Idle Reduction Technologies
Battery-Electric Auxiliary Power Systems
Using advanced battery packs, battery-electric auxiliary power systems provide heating, cooling, and electrical power to ancillary cab appliances. These systems are designed so that the primary engine charges the batteries during normal road operation. However, certain systems equipped with the capability to "plug in" also allow operators to use shore power to charge the battery and/or power the system. The battery packs require approximately 2-6 hours of charge time and can run the air conditioning system for up to 12 hours per full charge. The option to "plug in" is available at participating layover locations.
Vehicle-battery systems are less expensive alternatives more commonly used in day cab applications. Currently, vehicle-battery systems on the market offer either cab heating or cab cooling, but not both. Some examples of vehicle-battery systems include heated coolant recirculation systems, evaporative cooling systems, and window fans. Although these systems typically offer limited services, they can be paired with other devices. For example, pairing an evaporative cooling system with a fuel-fired heater can provide a more complete climate control package.
Truck Stop Electrification (On-Board Power Infrastructure)
By installing on-board electrical hardware and an electrically-powered climate control system, drivers can "plug in" their vehicles and draw electricity directly from the power grid. The electricity can be used to provide cab heating and cab cooling, to power cab appliances, and to charge the vehicle's battery. Access to the grid is achieved through outlet pedestals installed at participating layover locations.
Truck Stop Electrification (Off-Board Power Infrastructure)
For an hourly fee, providers may offer heating, cooling, television service, telephone service, and internet service through a duct that attaches to the vehicle through an adapter (one-time purchase) fitted into the vehicle's side window opening. Electrical outlets are also provided for powering ancillary cab appliances such as microwaves and televisions. Since direct heating and cooling are provided, vehicle operators can avoid the costs of purchasing and installing on-board electrical and climate control equipment. Service is available at participating layover locations.
Thermal Energy Storage Systems
A Thermal energy storage system stores cooling energy from the vehicle's air conditioning system during normal road operation. The stored energy can be used to cool the cab at a later time when the engine is off. This system only provides cooling, but can be paired with a fuel-fired heater for a more complete heating and cooling package.

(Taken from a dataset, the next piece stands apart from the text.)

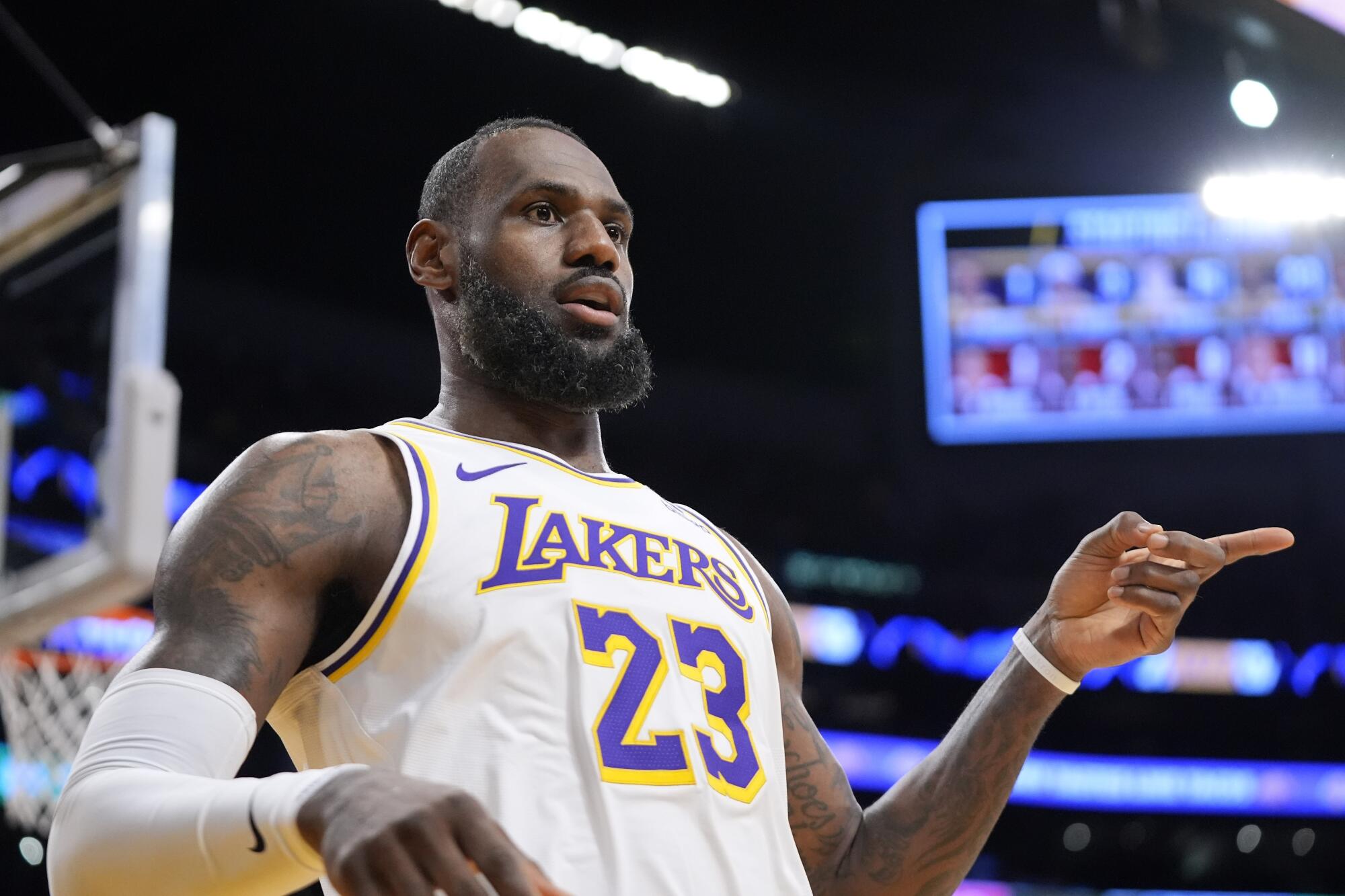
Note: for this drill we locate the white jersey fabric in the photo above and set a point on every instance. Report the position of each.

Diesel-Fueled Auxiliary Power Systems
Diesel-fueled auxiliary power systems use small diesel engines to generate power for cab heating, cab cooling, and operating ancillary cab appliances. These units can also be used to heat the engine block in cold weather and recharge the vehicle's battery. Because of the engine's smaller size, operating a diesel-fueled auxiliary power system uses only a fraction of the fuel that would be used by idling the vehicle's primary engine
Note: For trucks with 2007 and newer model year engines, additional requirements apply. Please see "approved and verified equipment" for a list of diesel-fueled auxiliary power systems approved for use on these vehicles. For trucks with 2006 and earlier model year engines, any California- or federally-certified internal-combustion auxiliary power system may be used.
Fuel-Fired Heaters (Fuel Operated Heaters)
Fuel-fired heaters provide heat to the cab and the engine block, and use only a fraction of the fuel that would be used by idling the vehicle's primary engine. They can also be paired with other cooling technologies for a more complete heating and cooling package.
Note: For trucks with 2007 and newer model year engines, additional requirements apply. Please see "approved and verified equipment" for list of fuel-fired heaters approved for use on these vehicles.
Note: CARB does not endorse the purchase or use of products and/or services from any specific vendor/provider and makes no claims as to the effectiveness or operation of these products and services. Furthermore, determining the suitability of any specific cab comfort system and its legal use within California is the sole responsibility of the purchaser/operator. Please see CARB's Conditions of Use document for additional conditions pertaining to the use of CARB's website.